Kazuki Takahashi mentions this in his "DUEL ART" artbook for YuGiOh that was released. One thing that really changed his coloring and art is going from traditional to digital. (He used to pencil draw sketches, then a copy machine to make duplicates, then ink, then more copy machine tweaks, then would ink that. Very low tech and lots of pages of the same bit of artwork.)

Volume 1, to volume... 12... I think?

To a piece I'm 90% certain was made just for DUEL ART since it wasn't the art style or promo art for that manga volume.

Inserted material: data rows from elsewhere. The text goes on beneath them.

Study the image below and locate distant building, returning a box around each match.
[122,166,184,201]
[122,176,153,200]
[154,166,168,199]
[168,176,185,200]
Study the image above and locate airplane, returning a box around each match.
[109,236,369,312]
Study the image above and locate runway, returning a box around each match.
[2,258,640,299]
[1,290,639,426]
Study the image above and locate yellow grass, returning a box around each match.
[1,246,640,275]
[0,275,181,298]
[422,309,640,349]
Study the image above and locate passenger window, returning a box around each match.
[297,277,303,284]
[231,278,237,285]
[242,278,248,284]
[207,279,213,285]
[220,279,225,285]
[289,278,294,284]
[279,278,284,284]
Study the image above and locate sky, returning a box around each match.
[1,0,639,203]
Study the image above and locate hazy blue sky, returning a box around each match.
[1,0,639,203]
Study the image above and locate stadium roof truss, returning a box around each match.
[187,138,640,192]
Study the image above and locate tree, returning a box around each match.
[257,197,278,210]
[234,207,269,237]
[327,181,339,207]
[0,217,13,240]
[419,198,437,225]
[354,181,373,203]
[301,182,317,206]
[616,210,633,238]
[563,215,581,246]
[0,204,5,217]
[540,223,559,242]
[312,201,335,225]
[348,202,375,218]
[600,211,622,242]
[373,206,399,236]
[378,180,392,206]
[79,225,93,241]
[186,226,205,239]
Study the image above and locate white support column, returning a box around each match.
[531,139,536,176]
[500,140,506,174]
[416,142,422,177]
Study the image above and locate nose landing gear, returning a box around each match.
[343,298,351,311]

Ignoring the blacks - but look at the skin tone choices for depth of colors. He went from high contrast orange and brown shadows to lighter shadows oddly enough. For that specific last image, it's done to make Yugi (the center in the image) look more washed out so your eye doesn't get drawn to him, and instead focuses on the black dragon and the person kneeling (Jounouchi).
Trick of color washing ftw! His very last image he did (outside of DUEL ART specials) was this, which released on KT's twitter a few days after the ending movie aired in Japan a couple of years ago.
It's another digital piece, as you can see, but notice the color balance between the foreground and background and where your eye leads. Your eye should be drawn to the center by the colors (and lines that are made, but that's another post of mine). You could put this image into grayscale and still see the contrast as what's pulling your focus.
Just a lil food for thought on improving contrasting. I personally, can't do it while drawing the piece. I habitually like softer gentler colors of shadows like this art here
And while it's cute and I love it, I recognize that the hue for contrast to be a piece that keeps someone's eye (like what a promo poster should do) I just.... can't.... get.... away... This results in my trying to alter stuff later, or having shadows on a different layer so I can manually adjust that darker. Which is partially what happened here with the skin colors.
Just realized I lost my train of thought there. So I work light to dark. I know this based on how I color traditionally. It's really hard for me to get stuff to a flat black, or leave spaces as pure white. KT when switching to digital worked from dark to light, and that's why some of his newer artwork appears colored so much differently. I don't know if you've ever worked with copics, but they're basically the acrylics of the pen ink world- they can be super opaque and basically impossible to make them lighter once that color is down.